Bei „Schlag den Raab“ waren wir auch, allerdings saßen wir da etwas weiter hinten, so dass man schon genau wissen musste, wo wir saßen, um uns erkennen zu können.

8. Was macht dein Zuhause zu deinem Zuhause?

Bonny: Ganz klar: Lichterketten! ✨

Christine: Das Gefühl, das es mir vermittelt, wenn ich über die Türschwelle trete und die Menschen und Tiere die dort ein und aus gehen!

Véro: Mein Mann und meine beiden Töchter.

9. Was für eine Art von Humor hast du?

 Bonny: Ich kann mir keine Witze merken, dafür kann ich aber über mich selbst lachen. Ich glaube ich habe einen natürlichen Humor mit einer prise (Selbst-) Ironie.
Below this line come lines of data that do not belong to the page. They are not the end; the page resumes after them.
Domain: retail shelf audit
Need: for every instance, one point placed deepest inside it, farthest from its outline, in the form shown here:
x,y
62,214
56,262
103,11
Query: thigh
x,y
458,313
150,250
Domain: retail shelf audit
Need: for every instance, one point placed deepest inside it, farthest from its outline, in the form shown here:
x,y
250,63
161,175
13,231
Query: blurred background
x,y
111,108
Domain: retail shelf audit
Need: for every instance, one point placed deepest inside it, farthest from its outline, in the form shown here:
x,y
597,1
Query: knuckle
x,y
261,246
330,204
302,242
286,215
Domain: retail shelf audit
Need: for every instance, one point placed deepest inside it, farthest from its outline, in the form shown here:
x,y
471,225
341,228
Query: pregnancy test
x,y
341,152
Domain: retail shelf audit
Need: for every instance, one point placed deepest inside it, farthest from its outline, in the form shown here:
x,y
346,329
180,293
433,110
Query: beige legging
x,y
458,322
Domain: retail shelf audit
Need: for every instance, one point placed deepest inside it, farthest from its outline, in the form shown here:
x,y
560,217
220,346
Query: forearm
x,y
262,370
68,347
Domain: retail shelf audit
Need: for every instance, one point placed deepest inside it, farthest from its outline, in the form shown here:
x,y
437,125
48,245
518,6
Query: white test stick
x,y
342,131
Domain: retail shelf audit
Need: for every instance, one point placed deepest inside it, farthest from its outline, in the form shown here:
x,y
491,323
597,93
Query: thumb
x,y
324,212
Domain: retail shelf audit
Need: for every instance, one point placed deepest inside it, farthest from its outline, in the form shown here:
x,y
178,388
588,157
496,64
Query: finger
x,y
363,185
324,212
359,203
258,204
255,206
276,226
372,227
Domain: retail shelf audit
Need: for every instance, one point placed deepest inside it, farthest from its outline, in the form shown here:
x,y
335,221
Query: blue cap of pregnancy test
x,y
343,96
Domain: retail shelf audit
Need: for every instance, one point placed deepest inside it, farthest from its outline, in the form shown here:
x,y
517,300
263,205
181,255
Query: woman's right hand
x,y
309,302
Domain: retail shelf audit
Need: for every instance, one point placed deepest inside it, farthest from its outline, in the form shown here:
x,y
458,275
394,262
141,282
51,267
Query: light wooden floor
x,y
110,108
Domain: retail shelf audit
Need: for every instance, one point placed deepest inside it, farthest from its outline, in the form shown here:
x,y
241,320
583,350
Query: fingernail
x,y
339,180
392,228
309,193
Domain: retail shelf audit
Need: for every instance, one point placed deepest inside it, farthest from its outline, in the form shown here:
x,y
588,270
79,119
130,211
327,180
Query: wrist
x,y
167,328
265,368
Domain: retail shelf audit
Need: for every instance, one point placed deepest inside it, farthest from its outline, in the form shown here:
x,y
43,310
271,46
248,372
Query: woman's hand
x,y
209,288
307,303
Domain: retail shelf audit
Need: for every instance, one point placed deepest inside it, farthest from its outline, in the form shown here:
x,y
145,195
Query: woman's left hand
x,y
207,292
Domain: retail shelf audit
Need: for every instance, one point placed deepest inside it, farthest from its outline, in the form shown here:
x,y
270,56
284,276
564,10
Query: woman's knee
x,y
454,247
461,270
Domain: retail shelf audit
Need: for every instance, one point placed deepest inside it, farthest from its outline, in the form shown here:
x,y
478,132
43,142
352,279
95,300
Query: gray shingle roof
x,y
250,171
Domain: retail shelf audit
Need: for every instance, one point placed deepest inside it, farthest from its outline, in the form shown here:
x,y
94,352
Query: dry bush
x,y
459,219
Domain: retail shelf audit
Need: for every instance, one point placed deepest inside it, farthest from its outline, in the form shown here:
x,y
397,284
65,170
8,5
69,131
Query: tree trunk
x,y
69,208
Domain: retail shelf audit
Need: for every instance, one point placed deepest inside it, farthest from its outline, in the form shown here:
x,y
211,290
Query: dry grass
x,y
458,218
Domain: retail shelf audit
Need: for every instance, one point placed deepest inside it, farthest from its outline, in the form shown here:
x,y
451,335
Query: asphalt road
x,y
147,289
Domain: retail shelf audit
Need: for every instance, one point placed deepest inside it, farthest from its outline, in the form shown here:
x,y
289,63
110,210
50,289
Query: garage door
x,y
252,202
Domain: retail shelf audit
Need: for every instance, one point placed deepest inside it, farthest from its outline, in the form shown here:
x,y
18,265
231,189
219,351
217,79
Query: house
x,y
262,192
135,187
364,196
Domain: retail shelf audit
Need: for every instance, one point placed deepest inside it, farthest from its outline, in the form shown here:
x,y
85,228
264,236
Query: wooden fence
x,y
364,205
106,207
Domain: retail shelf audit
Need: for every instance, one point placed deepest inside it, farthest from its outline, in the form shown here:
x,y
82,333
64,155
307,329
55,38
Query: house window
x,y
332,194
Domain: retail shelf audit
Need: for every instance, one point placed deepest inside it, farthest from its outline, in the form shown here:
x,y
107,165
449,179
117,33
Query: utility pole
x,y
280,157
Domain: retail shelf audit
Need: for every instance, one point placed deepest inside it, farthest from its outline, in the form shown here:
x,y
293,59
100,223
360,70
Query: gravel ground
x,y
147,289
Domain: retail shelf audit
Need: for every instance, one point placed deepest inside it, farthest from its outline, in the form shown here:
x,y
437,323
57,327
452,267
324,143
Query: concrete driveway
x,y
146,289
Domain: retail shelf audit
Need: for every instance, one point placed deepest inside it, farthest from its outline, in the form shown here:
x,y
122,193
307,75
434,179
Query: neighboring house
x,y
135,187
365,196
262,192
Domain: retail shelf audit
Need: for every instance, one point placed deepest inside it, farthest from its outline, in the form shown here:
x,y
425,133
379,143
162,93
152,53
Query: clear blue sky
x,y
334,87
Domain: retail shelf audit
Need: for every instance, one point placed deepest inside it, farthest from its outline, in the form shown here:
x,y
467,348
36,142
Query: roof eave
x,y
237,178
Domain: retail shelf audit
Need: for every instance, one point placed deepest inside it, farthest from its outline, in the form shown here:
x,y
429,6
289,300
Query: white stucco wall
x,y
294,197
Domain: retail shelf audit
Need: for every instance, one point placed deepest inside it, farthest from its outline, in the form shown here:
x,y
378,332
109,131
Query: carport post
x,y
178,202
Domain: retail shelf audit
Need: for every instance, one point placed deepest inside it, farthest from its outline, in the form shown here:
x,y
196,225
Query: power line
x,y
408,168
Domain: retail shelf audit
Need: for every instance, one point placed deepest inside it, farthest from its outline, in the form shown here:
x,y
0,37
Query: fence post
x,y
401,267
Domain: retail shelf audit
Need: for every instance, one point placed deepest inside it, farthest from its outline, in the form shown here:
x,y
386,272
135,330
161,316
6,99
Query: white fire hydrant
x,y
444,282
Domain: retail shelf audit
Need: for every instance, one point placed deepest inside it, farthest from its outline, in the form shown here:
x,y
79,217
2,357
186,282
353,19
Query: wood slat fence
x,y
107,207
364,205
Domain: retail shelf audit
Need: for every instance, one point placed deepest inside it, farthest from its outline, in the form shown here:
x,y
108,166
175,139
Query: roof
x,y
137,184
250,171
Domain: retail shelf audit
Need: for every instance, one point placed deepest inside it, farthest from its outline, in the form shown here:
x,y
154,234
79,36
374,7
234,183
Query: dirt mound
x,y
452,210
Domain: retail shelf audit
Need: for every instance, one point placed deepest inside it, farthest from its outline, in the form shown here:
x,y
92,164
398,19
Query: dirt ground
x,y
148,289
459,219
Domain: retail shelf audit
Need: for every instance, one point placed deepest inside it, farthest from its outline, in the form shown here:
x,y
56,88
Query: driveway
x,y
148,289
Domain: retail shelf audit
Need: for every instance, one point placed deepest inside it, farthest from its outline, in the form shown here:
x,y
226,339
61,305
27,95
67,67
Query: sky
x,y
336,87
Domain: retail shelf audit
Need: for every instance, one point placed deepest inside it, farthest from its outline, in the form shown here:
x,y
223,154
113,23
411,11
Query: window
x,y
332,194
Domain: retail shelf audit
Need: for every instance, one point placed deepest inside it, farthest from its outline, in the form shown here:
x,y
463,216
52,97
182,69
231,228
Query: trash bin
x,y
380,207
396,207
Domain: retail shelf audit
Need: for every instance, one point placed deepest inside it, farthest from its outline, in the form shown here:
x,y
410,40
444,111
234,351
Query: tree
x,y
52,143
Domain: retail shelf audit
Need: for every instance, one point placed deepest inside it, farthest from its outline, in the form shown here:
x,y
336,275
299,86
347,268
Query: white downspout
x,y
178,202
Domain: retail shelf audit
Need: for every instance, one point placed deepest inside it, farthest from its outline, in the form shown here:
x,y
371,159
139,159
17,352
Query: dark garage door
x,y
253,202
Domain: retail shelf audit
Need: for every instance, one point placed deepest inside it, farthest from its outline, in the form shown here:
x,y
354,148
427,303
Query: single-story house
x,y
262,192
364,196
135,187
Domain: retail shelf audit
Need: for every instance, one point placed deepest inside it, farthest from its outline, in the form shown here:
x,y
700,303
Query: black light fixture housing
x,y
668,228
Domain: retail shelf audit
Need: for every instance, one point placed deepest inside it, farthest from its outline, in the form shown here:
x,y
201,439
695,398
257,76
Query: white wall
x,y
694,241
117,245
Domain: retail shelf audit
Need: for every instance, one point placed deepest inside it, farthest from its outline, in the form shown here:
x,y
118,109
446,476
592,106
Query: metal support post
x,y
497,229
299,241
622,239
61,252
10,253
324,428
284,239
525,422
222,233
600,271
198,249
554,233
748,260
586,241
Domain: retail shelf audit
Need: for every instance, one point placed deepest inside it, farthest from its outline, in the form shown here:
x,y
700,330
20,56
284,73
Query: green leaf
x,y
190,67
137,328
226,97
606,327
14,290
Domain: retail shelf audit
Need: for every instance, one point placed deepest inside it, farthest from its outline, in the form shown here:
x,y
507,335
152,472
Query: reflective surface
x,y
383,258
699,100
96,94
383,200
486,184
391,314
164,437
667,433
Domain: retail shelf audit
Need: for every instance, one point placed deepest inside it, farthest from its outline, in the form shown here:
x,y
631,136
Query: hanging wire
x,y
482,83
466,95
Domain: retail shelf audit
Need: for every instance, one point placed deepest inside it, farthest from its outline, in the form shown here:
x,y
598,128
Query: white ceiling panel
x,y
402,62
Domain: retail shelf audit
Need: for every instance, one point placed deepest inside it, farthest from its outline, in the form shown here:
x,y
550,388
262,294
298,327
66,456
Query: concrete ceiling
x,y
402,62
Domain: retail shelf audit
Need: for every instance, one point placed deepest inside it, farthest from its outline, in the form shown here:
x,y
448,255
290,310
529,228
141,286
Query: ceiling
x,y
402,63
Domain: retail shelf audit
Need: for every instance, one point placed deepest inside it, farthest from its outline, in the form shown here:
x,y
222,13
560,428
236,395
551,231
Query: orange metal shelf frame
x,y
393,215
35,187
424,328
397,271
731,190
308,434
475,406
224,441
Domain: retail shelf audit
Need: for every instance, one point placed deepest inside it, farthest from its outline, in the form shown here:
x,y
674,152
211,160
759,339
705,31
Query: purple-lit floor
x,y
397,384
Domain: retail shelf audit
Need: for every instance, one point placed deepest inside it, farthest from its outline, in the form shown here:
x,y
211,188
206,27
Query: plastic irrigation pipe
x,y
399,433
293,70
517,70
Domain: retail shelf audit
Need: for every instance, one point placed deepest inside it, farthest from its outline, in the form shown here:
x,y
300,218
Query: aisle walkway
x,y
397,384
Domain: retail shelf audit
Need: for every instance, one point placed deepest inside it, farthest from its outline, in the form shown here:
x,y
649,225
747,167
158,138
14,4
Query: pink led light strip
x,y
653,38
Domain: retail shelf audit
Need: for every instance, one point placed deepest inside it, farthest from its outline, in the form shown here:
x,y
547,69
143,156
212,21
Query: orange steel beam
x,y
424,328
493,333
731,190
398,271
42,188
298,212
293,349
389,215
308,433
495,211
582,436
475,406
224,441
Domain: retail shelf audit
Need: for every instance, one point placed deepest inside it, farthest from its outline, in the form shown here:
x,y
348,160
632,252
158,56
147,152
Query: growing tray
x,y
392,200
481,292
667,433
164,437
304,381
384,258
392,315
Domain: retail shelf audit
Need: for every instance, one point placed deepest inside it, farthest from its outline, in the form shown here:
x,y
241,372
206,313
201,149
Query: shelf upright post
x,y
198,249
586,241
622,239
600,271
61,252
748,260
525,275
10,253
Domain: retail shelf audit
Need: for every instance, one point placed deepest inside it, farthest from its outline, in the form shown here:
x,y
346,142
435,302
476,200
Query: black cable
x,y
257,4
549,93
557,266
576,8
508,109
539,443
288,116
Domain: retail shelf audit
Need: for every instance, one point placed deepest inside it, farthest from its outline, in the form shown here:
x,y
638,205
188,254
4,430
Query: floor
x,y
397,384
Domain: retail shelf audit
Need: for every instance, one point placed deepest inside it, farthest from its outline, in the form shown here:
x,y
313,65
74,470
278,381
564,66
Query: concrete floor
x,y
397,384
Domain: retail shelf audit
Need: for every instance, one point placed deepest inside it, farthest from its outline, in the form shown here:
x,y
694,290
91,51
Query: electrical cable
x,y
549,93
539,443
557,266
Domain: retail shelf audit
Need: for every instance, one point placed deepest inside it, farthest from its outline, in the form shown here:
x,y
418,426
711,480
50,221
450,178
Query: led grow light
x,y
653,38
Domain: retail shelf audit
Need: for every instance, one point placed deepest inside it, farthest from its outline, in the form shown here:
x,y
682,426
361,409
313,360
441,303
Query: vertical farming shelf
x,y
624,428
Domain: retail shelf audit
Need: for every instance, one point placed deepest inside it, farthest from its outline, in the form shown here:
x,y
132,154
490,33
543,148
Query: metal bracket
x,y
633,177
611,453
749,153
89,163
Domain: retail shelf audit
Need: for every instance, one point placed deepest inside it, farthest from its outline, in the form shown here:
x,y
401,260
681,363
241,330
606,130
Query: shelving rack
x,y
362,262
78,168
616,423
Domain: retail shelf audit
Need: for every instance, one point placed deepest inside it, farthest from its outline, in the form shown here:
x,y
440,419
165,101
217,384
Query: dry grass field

Christine: Witze erzählen kann ich auch nicht, ich vermassele jede Pointe oder muss selber schon lachen, bevor ich den Witz zu Ende erzählt habe. Mein Humor ist, glaube ich manchmal ziemlich trocken, ich lache aber problemlos über mich selbst und nehme nicht alles so ernst.

Véro: Ich glaube, das ist bei mir ganz stark von der Situation abhängig und reicht von „schwarzer Humor“ bis „ziemlich blöd“… je nach Bedarf :-p

10. Was liegt auf deinem Nachttisch?

Bonny: Auf meinem Nachttisch steht eine Lampe. Daneben liegen zwei Bücher, ein Notizbuch, ein Kugelschreiber und ein Lippenbalsam. Fast vergessen: meine Brille und mein Handy (Wecker…)

Christine: Eine Flasche Mineralwasser, ein Buch, meine Brille und … der Wecker!

Véro: Da liegt bei mir so manches rum. Neben dem Funkwecker und der Lampe liegen immer noch wenigsten 3-5 Bücher und Zeitschriften auf einem Stapel, meine Brille, Taschentücher, ein oder mehrere Lesezeichen und ein Uhu-Teddy. Wenn ich erkältet bin, kommt dann noch eventuell ein Meerwasserspray oder eine Salbe dazu.